ブランドが提案する釘をモチーフにしたリングやピアスなど、年々意欲的に進化を続けていることが感じられました。
途中からは職人の親子による靴作りのデモンストレーションが開始されるなど見ごたえのあるショールームに思わず圧倒されるのでした。

1.ショールームに使用した現地の撮影スタジオ
2.高天井の採光によりよりコレクションも映える
3.アウターコレクションの中には丸めてバッグのように肩からかけられるものも
4.シースルー仕様のアウター

The Viridi-anne / Country of origin : Japan

実際に使われている撮影スタジオをショールームとして使用。
バック紙やライトスタンドなど機材があるままの光景に非常に馴染みのある私には、天井高の天窓から取り入れる自然光と白ホリの反射はまさに光の空間、コレクションの見せ方も印象的でした。
毎シーズンThe Viridi-anneのアウターには注目していますがバッグのように丸めて肩にかけられるアウター、組み合わせによって着方のバリエーションを選べるもの、撥水加工のシースルー仕様など様々なアウターをリリース。

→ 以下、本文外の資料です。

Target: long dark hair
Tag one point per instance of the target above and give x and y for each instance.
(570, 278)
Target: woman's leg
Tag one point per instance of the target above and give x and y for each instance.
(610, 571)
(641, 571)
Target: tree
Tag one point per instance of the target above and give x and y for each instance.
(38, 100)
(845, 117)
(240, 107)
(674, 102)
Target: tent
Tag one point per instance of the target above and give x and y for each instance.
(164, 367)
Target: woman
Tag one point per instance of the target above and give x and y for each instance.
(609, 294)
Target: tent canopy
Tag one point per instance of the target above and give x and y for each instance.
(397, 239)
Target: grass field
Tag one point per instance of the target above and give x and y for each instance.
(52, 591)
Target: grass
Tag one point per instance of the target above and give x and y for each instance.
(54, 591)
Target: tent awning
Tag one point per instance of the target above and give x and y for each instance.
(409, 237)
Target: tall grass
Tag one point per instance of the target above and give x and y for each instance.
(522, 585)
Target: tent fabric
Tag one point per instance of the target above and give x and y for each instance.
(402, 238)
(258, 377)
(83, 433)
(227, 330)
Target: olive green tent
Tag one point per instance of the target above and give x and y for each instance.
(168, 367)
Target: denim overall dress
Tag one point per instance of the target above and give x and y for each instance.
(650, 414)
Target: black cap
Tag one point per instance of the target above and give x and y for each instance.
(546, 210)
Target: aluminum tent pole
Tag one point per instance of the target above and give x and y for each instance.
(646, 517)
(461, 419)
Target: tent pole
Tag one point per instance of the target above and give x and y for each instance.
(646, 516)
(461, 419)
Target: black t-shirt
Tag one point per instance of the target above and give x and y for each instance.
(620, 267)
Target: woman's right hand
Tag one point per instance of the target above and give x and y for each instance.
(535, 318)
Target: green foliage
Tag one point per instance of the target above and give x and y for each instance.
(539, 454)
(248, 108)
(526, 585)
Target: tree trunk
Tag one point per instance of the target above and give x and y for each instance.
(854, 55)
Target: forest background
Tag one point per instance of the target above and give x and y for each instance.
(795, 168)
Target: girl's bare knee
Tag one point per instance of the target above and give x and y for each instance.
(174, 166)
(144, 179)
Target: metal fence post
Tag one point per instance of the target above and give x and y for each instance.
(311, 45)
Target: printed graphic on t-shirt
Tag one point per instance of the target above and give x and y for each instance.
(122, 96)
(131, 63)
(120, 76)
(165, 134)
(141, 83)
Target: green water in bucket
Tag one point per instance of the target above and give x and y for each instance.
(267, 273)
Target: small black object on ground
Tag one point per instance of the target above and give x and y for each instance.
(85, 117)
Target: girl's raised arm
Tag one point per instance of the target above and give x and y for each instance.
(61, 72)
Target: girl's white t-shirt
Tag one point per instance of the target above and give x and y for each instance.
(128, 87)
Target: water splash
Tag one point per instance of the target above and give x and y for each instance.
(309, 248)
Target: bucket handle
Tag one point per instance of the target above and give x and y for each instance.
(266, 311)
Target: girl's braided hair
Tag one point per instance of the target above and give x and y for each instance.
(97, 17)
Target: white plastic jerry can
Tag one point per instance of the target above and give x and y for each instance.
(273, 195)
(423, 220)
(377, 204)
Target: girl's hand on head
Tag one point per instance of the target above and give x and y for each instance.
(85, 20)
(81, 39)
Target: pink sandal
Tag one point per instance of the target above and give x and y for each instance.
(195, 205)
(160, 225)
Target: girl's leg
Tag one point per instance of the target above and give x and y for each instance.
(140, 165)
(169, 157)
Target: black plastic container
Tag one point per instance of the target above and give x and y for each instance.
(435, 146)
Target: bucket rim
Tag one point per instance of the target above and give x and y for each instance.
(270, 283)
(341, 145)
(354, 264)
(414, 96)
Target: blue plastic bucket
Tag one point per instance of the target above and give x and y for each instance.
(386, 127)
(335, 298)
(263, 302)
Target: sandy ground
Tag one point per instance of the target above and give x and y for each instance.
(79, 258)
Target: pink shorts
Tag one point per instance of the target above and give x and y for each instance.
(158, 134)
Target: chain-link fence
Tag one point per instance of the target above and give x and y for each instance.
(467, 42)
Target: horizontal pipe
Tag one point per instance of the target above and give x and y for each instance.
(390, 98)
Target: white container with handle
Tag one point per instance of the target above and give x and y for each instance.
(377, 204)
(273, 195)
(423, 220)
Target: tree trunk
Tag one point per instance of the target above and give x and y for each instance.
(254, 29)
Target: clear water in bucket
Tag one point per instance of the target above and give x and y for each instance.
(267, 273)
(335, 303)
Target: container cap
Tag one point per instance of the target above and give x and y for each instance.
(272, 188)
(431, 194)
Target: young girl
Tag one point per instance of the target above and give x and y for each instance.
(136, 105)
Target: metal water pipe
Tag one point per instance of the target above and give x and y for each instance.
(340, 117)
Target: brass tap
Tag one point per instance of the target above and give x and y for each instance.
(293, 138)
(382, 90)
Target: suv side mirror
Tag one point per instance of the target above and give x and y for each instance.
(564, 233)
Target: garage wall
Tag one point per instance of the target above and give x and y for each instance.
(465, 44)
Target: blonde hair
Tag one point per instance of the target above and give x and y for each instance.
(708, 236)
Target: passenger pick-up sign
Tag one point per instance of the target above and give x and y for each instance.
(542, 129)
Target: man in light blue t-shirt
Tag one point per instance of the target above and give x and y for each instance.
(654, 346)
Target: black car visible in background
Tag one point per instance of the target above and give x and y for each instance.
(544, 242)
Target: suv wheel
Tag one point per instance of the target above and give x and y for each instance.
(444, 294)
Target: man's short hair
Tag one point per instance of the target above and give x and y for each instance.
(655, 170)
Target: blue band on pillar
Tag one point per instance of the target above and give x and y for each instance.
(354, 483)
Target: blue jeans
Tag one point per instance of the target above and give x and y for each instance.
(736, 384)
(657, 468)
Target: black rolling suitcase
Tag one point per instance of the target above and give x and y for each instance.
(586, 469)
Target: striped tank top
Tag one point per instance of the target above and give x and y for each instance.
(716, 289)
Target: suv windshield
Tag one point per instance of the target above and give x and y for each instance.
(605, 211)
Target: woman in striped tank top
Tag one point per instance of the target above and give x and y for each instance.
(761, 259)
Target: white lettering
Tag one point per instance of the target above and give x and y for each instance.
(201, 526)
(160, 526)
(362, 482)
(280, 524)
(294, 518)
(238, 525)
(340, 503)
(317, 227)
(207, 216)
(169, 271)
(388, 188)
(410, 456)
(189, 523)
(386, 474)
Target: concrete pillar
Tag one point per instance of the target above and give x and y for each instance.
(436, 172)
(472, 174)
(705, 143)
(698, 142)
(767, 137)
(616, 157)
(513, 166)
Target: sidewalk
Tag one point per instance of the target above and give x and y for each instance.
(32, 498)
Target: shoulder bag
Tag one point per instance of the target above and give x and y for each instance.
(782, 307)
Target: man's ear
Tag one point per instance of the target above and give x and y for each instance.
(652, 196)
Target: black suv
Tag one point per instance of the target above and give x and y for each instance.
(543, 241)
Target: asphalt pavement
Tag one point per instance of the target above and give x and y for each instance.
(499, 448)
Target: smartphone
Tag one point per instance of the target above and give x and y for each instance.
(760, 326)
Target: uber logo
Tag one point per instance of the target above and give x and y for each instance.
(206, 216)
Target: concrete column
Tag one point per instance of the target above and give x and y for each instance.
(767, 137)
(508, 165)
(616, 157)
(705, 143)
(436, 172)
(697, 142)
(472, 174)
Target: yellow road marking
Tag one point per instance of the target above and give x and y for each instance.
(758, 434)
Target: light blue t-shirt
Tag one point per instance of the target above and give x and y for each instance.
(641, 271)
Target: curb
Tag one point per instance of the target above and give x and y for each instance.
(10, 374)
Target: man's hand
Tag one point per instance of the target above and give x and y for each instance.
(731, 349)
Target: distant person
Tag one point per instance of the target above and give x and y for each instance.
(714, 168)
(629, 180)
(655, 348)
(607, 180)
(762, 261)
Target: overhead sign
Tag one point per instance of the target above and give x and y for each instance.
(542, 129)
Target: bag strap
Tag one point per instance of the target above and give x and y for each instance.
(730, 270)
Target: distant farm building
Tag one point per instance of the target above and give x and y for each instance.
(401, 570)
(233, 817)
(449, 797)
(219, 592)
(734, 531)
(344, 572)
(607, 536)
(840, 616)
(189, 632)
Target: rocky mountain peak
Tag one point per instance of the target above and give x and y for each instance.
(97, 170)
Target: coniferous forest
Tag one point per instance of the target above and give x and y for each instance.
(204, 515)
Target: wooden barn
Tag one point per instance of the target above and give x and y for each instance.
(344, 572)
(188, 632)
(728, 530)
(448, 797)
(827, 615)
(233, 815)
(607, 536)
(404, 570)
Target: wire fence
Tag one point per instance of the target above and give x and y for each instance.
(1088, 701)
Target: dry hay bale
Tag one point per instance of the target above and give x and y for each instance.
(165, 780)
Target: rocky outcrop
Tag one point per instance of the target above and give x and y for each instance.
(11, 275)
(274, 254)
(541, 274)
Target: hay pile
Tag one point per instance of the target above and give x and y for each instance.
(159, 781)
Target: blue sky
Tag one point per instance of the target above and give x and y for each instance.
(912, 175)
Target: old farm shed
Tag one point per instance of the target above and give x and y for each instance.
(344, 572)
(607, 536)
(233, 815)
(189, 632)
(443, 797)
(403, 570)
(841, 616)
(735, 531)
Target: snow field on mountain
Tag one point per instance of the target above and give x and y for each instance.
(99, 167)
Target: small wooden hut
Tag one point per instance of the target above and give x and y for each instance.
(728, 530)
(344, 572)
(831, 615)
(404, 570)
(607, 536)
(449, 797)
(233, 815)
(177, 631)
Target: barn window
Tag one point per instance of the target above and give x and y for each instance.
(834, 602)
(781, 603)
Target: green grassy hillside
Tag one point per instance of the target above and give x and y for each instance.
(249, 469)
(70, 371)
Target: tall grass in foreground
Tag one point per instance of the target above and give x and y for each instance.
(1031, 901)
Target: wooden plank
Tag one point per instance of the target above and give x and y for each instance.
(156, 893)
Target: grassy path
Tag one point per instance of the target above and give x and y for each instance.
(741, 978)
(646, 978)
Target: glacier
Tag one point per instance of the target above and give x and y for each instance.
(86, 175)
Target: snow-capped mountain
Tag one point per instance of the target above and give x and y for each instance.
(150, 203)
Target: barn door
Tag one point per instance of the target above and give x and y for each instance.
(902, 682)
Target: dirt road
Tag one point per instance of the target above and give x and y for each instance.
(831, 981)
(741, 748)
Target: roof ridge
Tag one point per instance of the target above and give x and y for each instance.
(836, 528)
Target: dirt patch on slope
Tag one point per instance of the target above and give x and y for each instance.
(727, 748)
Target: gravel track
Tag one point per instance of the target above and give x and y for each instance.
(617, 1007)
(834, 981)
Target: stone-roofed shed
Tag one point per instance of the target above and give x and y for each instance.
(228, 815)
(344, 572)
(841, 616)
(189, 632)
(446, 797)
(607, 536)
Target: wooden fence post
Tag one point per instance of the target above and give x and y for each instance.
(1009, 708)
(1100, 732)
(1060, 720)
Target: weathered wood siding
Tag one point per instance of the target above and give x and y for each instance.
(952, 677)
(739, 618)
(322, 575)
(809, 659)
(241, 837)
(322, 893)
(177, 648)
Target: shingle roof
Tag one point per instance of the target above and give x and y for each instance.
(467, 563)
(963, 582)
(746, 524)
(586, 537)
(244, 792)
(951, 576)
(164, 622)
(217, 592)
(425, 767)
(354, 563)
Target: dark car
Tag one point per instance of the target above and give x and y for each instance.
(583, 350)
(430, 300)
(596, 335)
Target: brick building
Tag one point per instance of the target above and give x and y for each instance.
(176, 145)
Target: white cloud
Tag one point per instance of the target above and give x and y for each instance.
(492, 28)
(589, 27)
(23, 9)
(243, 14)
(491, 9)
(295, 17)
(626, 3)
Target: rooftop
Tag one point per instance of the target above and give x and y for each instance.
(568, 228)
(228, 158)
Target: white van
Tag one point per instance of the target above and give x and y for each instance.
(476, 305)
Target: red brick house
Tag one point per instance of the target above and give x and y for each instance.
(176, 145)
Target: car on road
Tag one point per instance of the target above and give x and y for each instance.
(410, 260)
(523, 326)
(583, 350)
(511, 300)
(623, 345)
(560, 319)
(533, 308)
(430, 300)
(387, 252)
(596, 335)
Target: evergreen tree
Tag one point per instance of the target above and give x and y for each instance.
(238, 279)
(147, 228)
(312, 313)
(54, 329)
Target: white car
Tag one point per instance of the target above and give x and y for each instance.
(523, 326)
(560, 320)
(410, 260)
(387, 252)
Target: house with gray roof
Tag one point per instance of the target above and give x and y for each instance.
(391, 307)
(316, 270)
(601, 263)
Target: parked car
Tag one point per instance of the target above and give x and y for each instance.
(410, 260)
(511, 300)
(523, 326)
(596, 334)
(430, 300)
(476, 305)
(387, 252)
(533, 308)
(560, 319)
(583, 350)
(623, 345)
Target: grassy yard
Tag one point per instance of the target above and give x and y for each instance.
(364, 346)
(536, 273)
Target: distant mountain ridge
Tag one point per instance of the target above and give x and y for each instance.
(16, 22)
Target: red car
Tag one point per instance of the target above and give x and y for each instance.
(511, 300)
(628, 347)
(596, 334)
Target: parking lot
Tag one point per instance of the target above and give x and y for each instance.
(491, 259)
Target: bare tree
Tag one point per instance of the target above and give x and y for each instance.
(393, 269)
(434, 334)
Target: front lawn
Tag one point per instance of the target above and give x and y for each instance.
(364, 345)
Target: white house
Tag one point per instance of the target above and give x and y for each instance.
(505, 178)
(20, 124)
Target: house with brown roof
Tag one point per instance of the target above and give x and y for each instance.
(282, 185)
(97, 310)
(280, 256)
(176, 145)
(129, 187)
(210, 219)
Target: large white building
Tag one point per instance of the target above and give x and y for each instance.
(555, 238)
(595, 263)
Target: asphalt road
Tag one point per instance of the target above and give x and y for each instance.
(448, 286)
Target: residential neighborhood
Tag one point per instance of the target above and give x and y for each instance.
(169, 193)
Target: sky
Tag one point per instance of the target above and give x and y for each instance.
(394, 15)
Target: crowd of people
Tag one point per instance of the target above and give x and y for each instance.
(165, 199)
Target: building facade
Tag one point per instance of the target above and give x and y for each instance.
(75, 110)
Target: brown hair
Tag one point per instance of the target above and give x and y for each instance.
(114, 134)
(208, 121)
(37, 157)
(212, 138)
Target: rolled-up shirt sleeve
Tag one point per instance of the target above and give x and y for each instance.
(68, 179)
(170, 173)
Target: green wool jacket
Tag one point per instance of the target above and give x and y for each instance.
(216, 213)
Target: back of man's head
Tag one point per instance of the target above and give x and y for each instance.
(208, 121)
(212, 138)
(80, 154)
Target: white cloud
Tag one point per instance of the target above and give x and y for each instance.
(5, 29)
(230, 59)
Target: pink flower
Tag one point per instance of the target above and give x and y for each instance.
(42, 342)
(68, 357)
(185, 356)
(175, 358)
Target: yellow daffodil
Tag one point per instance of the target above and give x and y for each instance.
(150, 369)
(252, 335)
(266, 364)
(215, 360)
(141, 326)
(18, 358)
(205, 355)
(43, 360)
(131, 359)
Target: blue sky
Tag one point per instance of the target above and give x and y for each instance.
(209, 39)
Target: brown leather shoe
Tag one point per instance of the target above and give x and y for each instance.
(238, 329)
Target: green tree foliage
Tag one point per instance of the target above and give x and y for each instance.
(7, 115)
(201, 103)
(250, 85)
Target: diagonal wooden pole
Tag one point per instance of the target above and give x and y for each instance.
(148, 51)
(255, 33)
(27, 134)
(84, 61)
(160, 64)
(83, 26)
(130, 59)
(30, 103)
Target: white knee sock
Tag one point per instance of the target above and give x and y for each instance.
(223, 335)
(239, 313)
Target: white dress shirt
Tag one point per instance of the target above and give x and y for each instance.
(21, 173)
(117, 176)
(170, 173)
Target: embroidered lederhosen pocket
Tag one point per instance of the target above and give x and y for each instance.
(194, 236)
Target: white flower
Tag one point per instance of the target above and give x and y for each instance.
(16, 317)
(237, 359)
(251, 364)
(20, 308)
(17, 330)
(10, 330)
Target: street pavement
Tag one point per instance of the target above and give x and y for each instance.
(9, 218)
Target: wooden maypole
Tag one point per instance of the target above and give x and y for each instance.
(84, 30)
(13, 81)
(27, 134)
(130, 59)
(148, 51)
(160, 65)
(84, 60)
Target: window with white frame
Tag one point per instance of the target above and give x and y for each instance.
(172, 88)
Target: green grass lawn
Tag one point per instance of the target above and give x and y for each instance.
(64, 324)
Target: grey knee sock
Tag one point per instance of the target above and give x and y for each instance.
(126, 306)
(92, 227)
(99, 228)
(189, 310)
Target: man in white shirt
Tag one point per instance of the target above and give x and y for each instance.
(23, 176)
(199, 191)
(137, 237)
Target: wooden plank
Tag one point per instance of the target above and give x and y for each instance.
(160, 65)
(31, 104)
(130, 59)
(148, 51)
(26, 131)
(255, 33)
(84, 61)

カットソーも背面のシームに特徴があり、単純にシンプルなデザインでは終わらせないブランドらしさが垣間見えます。
スタイリッシュなコレクションを展開するこちらのブランド。
デザイナーである岡庭氏の哲学を昇華させたThe Viridi-anneの20SSコレクションにご期待ください!

1.2020SSコレクション
2.背面にプリントをあしらったシャツ
3.今シーズンは落ち着いたカラーが目立つ
4.随所に置かれたアートオブジェ
5.ナチュラルな生地感

JULIUS / Country of origin : Japan

20SSでは自然とコンテンポラリーアートの融合を感じさせるJULIUS。
近年のデジタルチックなコレクションとは一線を画する雰囲気に。
定番の黒、イエローのみならずナチュラルな落ち着いたアースカラーが目を引きました。
オーガニック素材を使用したナチュラルでゆったりしたオーバーサイズのシルエットと大きく配された大胆なプリントが自然の中の力強さを表現したようなイメージに。

シューズは新しいソールが採用されており、見た目のインパクトはもちろん履き心地を追求したプロダクトです。
アート作品とともにレイアウトされた展示スペースは洗練された空気が流れており、アンダーグラウンドとはまた違うJULIUSの表現力の深さを見せつけるシーズンではないでしょうか。

1.豊富な種類を取り揃えるカットソー
2.特徴的なバッグ
3.各色ブランドの個性が出たNILOSらしいシューズ
4.ダイナミックなデザインが印象的
5.透けて見えるプリントがインパクトを放つシースルーアウター

NILOS / Country of origin : Japan

JULIUSのフロアから下に降りるとナチュラルな雰囲気から一変。 全面白塗りのスペースと、地下であるがための閉塞的な空間がNILOSの持つ世界観にグッと引き込みます。
色鮮やかなイエローカラーやJULIUSのプリントとはまた違う雰囲気のグラフィックをダイナミックに落とし込んだデザインは必見。
パンツの後側だけにプリントを施すなどインパクトはなかなかのもの。
シースルーのアウターではそのグラフィックを透かしてみせるなどデザイン性だけでなくテクニカルな一面も見られた。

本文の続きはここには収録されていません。